Q: Has the performance of Singaporean investment in the mainland improved?
A: At home, Singaporean investors are more accustomed to the rule of law. Whereas in China, business is done according to guanxi and face. These two things are fundamentally the antithesis of good corporate governance. But I think the first wave of investments that went into China gave Singaporean firms a lot of experience, and thanks to that they probably understand things about the Chinese mindset a lot better than before.
Q: Could you give an example of this?
A: The Singapore government learned several invaluable lessons from the Suzhou township project in 1994. For one, the communication hierarchy here is different. If something is decided in Beijing, it may not get passed down to the lower levels. I think Singaporean decision-makers now understand how to achieve things more expeditiously. Over the last year, better investment decisions have been made.
Q: What are the new areas for investment growth by Singaporean firms in China?

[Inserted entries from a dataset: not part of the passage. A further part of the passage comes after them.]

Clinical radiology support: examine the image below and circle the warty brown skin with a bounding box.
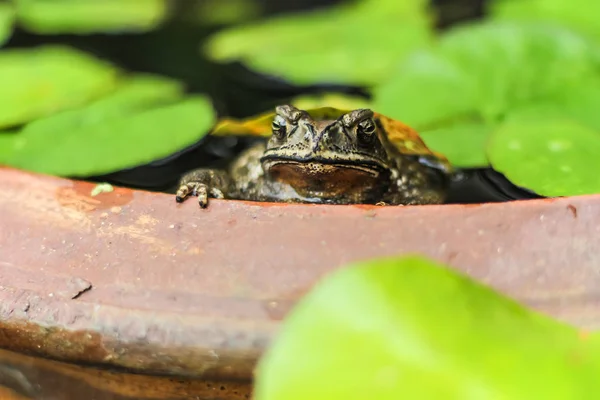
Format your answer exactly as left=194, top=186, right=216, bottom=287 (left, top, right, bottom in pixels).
left=176, top=105, right=449, bottom=208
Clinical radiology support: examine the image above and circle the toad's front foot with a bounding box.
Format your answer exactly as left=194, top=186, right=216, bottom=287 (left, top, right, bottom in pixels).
left=175, top=169, right=230, bottom=208
left=176, top=182, right=224, bottom=208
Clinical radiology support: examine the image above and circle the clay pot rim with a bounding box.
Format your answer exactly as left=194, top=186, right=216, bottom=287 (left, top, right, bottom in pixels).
left=0, top=166, right=595, bottom=380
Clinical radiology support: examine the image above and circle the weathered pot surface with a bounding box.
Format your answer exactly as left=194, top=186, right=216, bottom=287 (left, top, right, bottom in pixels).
left=0, top=165, right=599, bottom=382
left=0, top=347, right=251, bottom=400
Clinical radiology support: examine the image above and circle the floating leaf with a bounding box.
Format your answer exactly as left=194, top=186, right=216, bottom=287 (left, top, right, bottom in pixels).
left=374, top=22, right=600, bottom=125
left=549, top=82, right=600, bottom=132
left=502, top=80, right=600, bottom=133
left=373, top=50, right=475, bottom=129
left=291, top=92, right=372, bottom=111
left=372, top=21, right=600, bottom=168
left=205, top=0, right=433, bottom=86
left=487, top=79, right=600, bottom=192
left=0, top=3, right=15, bottom=47
left=0, top=45, right=120, bottom=129
left=0, top=130, right=19, bottom=164
left=491, top=0, right=600, bottom=42
left=3, top=74, right=184, bottom=172
left=5, top=90, right=215, bottom=176
left=255, top=255, right=600, bottom=400
left=420, top=122, right=491, bottom=168
left=191, top=0, right=261, bottom=26
left=14, top=0, right=169, bottom=34
left=17, top=74, right=185, bottom=136
left=487, top=117, right=600, bottom=197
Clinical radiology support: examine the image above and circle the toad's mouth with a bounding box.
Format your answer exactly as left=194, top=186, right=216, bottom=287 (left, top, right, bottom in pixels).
left=260, top=156, right=389, bottom=195
left=260, top=153, right=388, bottom=173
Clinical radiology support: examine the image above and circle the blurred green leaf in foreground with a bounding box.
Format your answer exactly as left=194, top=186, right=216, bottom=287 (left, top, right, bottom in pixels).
left=255, top=255, right=600, bottom=400
left=205, top=0, right=434, bottom=86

A: I think water treatment and waste treatment are getting quite important, and the food industry remains a very strong sector of interest. You will also find Singaporean investors going into Hangzhou and investing in the animation industry. The last thing is shopping malls. You have CapitaLand setting up huge shopping malls and also residential projects. In the pipeline is a foreign board on the Shanghai Stock Exchange. That is going to be an attractive route for Singaporean companies looking for an alternative way to list.